Artificial flavors, however, are completely man-made by scientists in a lab somewhere with synthetic chemicals.  Not much of a difference right?

The real forehead-slapper is they don’t need to list what natural flavors are in the product.  So while you read “natural flavors” at the bottom of the list, that could include up to 100 different types of natural flavors.  Woooppppeeee!

And for you lovely Vegans and Vegetarians, Natural Flavors can include flavors created from “meat, seafood, poultry, eggs, and dairy products.”  Holyeeee Crap.

Cage-Free, Humanely-raised, Sustainable

Would you like another serving of lies with your dinner?  I know, this is totally frustrating…

Cage-Free

Cage-free makes you think of happy chickens running around in the sunshine, feathers blowing in the breeze.  While cage-free chickens are better off than most chickens, it does not mean they’re free to roam or are happy.  It could simply mean they’re shoved in a warehouse sans cages.  Here’s an easy graphic to help you choose your eggs/chicken more wisely:

Humanely Raised and Sustainable

Unfortunately these statements are also…wait for it… The bunk.  The U.S.D.A. was recently outed by the Animal Welfare Institute for approving labels such as these without requiring any proof that the claims were true.

Is the U.S.D.A. freaking monkeys with stamps, slapping “APPROVED” on whatever they feel like???

http://www.bayjenweb.com/
http://www.bayjenweb.com/

The AWI found that 80 percent of the label claims provided ZERO evidence whatsoever to support those claims, and were still totally approved by the U.S.D.A.  That’s like me telling my teacher, “I totally got an A on your test,”, without showing her the results of the test, and her just saying, “well, ok!  I guess you did!”

So…awesome.  Thanks government!

Grass-Fed

How can you go wrong with this one?  Either an animal is grass-fed, or it’s not!

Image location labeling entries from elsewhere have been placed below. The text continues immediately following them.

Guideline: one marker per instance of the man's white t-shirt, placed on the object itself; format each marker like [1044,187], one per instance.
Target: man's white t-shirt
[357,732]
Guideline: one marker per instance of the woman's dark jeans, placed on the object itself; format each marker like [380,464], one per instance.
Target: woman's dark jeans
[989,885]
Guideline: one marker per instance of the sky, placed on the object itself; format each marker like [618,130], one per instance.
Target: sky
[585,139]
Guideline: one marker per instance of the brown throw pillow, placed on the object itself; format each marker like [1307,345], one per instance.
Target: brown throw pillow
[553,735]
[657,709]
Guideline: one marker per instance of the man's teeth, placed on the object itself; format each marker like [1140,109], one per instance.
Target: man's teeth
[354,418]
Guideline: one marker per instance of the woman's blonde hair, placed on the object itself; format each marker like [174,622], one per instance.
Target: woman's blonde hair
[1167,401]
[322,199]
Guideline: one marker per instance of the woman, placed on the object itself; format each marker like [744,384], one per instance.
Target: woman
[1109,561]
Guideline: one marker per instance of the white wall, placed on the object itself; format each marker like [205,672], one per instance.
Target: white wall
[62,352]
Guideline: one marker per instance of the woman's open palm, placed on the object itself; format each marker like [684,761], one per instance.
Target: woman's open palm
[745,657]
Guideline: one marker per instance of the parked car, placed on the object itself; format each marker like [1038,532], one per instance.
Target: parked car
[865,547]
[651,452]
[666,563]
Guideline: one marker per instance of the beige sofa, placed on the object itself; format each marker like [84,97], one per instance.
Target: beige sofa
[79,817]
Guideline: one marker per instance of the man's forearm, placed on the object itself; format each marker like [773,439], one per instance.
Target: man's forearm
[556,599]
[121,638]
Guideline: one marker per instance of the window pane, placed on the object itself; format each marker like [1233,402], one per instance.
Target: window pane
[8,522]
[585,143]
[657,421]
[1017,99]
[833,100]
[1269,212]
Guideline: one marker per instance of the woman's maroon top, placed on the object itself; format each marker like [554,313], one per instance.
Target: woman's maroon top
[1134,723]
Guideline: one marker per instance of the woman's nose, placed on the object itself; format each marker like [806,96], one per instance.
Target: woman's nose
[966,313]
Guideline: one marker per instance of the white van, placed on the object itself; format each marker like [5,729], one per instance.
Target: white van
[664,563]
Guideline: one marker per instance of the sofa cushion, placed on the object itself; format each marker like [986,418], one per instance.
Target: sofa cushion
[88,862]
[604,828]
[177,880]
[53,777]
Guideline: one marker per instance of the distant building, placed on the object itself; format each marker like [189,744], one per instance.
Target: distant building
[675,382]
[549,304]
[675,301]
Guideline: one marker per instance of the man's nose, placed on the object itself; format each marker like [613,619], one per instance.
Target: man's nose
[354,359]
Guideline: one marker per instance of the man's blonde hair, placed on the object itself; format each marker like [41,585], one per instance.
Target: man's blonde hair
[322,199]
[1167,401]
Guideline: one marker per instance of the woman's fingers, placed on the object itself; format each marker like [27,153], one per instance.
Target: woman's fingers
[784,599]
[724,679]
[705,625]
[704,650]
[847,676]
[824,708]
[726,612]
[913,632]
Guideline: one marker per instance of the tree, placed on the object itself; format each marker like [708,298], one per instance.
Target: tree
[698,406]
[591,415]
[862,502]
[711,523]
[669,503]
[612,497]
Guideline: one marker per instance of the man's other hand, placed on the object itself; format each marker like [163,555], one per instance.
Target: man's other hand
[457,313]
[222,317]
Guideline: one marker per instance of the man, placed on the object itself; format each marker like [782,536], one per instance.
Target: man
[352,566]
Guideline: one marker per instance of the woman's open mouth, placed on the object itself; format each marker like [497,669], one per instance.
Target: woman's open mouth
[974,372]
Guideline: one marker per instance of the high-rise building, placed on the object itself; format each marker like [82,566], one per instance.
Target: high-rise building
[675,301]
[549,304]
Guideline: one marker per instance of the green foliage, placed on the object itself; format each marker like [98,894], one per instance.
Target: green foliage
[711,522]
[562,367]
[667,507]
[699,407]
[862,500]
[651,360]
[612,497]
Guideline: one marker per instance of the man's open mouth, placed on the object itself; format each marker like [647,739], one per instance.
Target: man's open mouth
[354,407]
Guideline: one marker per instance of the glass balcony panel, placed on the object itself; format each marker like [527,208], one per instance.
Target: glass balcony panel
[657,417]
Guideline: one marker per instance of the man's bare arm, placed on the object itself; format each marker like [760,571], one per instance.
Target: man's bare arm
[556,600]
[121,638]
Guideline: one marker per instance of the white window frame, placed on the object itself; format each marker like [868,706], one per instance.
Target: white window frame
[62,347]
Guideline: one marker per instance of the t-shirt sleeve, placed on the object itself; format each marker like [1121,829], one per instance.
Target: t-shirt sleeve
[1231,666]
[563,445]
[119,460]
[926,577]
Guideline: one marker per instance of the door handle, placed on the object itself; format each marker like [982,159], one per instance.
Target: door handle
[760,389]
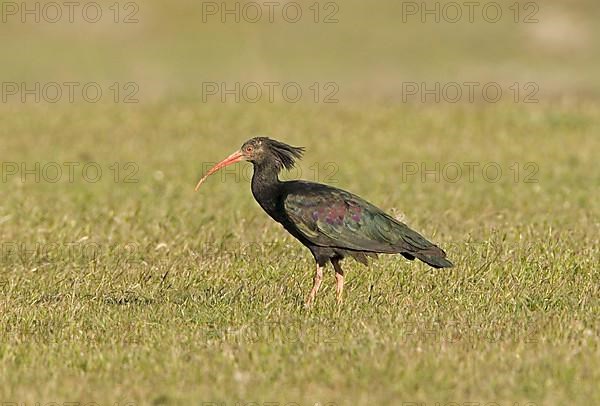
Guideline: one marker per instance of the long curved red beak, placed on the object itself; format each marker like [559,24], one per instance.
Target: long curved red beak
[237,156]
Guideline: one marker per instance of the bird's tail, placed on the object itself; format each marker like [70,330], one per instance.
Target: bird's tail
[433,256]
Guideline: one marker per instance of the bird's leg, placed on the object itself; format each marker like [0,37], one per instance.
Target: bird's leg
[339,279]
[316,283]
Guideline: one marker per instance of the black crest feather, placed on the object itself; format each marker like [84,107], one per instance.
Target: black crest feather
[285,154]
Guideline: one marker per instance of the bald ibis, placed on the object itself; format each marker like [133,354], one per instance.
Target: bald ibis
[330,222]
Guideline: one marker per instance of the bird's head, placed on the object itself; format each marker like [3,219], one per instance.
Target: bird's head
[261,151]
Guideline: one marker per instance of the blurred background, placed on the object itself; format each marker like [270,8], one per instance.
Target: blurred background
[368,50]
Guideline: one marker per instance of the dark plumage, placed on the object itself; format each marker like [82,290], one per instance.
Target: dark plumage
[331,222]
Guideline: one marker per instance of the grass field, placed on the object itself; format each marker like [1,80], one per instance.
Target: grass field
[120,285]
[150,292]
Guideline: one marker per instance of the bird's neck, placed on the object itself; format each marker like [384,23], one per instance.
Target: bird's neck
[266,186]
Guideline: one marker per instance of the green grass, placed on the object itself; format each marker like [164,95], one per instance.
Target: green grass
[154,294]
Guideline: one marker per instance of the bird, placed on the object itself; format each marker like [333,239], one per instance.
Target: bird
[332,223]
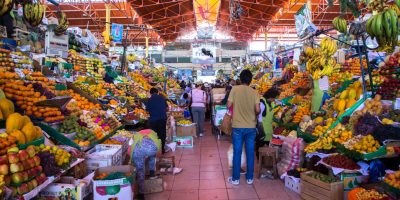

A company is allowed to claim “grass-fed” if at some point in the animal’s life, it ate grass. It is also common practice to grass-feed an animal until about 90-160 days before slaughter.  At that point the animal is fed grains and all kinds of other crap to fatten it up.  In some cases, up to 70% of the animal’s diet is allowed to be something other than grass.

Grass-fed doesn’t necessarily guarantee that the cows roamed free in a pasture either.  So look for labels such as “Animal Welfare Approved,” although as we learned earlier, that doesn’t seem to mean much either. 🙁

The term you’ll want to look for and/or ask your butcher about is not only “Grass-Fed”, but “Grass-Finished” as well.  Ohhh sooo tricky…

Non-GMO

At this point we’ve screwed with our food so much that it is practically impossible to guarantee that a food-product is 100% GMO-free.  For instance, good luck finding a soybean or corn kernel that’s non-GMO (THANKS MONSANTO).  The package may claim that the soybean is non-GMO, but it’s quite difficult for them to prove it.

What does GMO mean?  This:

Living organisms whose genetic material has been artificially manipulated in a laboratory through genetic engineering, or GE.  This relatively new science creates unstable combinations of plant, animal, bacteria and viral genes that do not occur in nature or through traditional crossbreeding methods.

As most of you probably know, big-whig companies with a lot to lose have consistently and successfully lobbied against requiring labels for GMO products in the U.S., even though 60 countries either do require labeling or have strict regulations against them, AND a 2012 Mellman Group poll found that 91% of American consumers want GMOs labeled.

However, there is a group called the “Non-GMO Project”, which is a non-profit group dedicated to labeling Non-GMO foods.  This is the label to look for:

http://www.nongmoproject.org/wp-content/uploads/2009/06/Revised-Seal-copy.jpg

To find out what their requirements are to provide their label, click here.

Also a list of foods they’ve approved as Non-GMO here.

Any other non-GMO label you can’t trust.  Fortunately, there have been rumors of the U.S.D.A finally stepping in to regulate non-GMO products.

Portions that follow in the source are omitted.